Il viaggio di Albanese negli States, dal 23 al 26 ottobre, assume notevole valenza anche in considerazione del fatto che sarà il quarto ospite internazionale per il quale è stata organizzata una cena alla Casa Bianca nel corso degli anni di amministrazione Biden, terzo leader quest’anno a ricevere un simile onore. Tra l’altro, nel corso del 2023, l’attenzione del Presidente Usa si è focalizzata proprio verso l’Asia, avendo già ospitato il Presidente della Corea del Sud Yoon Suk-yeol e il Primo Ministro indiano Narendra Modi, entrambi partner decisivi per l’infrastruttura statunitense nell’Indo-Pacifico utile al contenimento della Cina in quell’area.
Per Albanese, missioni utili anche alla sua immagine e alla proiezione di leader internazionale nel suo Paese, vista la recente sconfitta al referendum da lui appoggiato che avrebbe inserito i diritti degli indigeni australiani all’interno della Costituzione. Le missioni del Pm potrebbero, dunque, essere utili alla rivitalizzazione della sua agenda governativa, nel solco della ricerca di un equilibrio tra Washington e Pechino.

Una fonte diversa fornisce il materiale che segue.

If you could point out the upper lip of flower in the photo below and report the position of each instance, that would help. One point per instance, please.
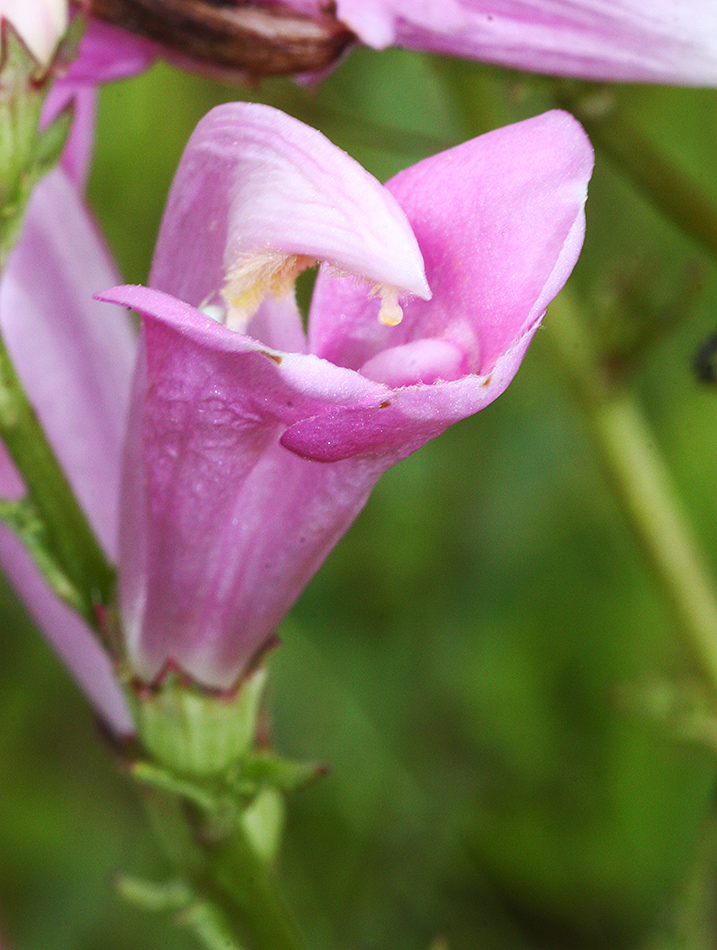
(221, 526)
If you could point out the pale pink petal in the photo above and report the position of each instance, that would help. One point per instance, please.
(71, 638)
(255, 182)
(673, 41)
(39, 23)
(69, 635)
(74, 355)
(500, 223)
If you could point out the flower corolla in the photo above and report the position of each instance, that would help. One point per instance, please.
(251, 443)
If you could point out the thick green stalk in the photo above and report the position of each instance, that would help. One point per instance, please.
(642, 485)
(664, 183)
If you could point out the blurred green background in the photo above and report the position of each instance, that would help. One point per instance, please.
(459, 661)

Con la Cina, l’Australia ha celebrato lo scorso anno i 50 anni di relazioni diplomatiche, un passaggio storico onorato dalla Ministra degli Esteri Penny Wong a dicembre 2022 con una visita dal collega Wang Yi, la prima per un capo della diplomazia di Canberra a Pechino dal 2018. “Lo scambio commerciale tra l’Australia e la Cina, così come i legami tra i nostri cittadini, quelli culturali e tra le aziende hanno portato benefici ad entrambe le nazioni”, scrissero Albanese e Wong in un comunicato congiunto.

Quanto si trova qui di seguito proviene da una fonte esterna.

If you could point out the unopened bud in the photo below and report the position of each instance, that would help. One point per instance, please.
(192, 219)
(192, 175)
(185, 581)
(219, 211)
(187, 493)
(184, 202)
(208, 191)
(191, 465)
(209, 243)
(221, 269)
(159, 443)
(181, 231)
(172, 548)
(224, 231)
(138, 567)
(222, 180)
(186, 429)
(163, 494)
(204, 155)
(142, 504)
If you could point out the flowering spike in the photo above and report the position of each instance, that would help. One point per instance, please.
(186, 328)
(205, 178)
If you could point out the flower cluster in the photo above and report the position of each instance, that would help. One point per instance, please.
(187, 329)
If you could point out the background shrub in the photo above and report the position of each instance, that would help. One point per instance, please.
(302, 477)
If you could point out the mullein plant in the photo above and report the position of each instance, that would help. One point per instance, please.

Meeting che hanno favorito, infinte, la vista di Albanese nella Repubblica Popolare, che si terrà dal 4 al 7 novembre, dove incontrerà il Presidente Xi Jinping e il Primo Ministro Li Qiang. “È nell’interesse dell’Australia avere buone relazioni con la Cina”, ha dichiarato il Pm ai giornalisti, in partenza per le molteplici missioni delle prossime settimane. “Non vediamo l’ora di lavorare con l’Australia e continuare ad incontrarci a metà strada, attraverso il dialogo, la reciproca consultazione e la promozione congiunta di uno sviluppo stabile e salutare sia nelle relazioni economiche che nell’interscambio”, ha scritto in una nota il Ministero del Commercio cinese.

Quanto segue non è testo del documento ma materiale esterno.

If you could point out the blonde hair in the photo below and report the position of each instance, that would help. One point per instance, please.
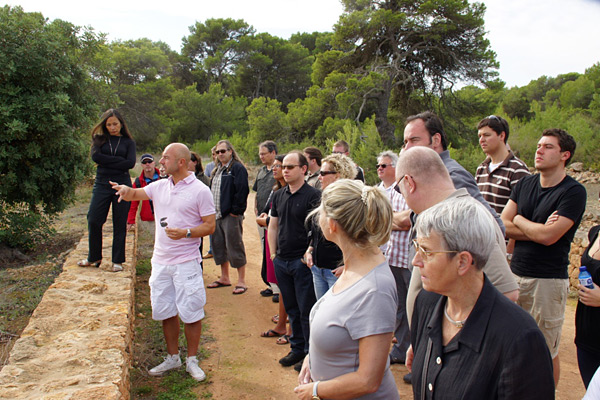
(363, 212)
(341, 164)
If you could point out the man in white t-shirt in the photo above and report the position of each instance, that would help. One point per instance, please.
(184, 212)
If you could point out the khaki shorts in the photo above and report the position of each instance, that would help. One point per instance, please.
(228, 243)
(545, 300)
(177, 290)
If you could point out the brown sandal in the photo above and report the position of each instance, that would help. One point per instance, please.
(283, 339)
(86, 263)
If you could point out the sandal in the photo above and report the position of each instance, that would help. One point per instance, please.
(270, 333)
(86, 263)
(116, 268)
(283, 339)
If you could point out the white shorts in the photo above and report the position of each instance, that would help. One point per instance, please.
(177, 290)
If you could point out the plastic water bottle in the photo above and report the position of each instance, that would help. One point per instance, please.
(585, 279)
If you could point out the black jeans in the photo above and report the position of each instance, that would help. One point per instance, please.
(588, 364)
(297, 291)
(103, 196)
(402, 333)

L’equilibrio australiano nei rapporti con Stati Uniti e Cina è estremamente delicato, con Albanese che, da quando è stato eletto alla guida del Paese, ha cercato di ricucire consapevolmente con Pechino dopo anni di politiche pericolosamente rigide da parte dell’esecutivo di Scott Morrison. Un periodo che, tuttavia, ha visto il coronavirus diffondersi in tutto il mondo e Canberra assumere un ruolo da falco, allineata con l’amministrazione repubblicana di Donald Trump alla Casa Bianca. Non a caso, quello dell’attuale leader australiano è il primo viaggio di un Pm in Cina negli ultimi 7 anni, a dimostrazione delle tensioni vissute sull’asse Canberra-Pechino.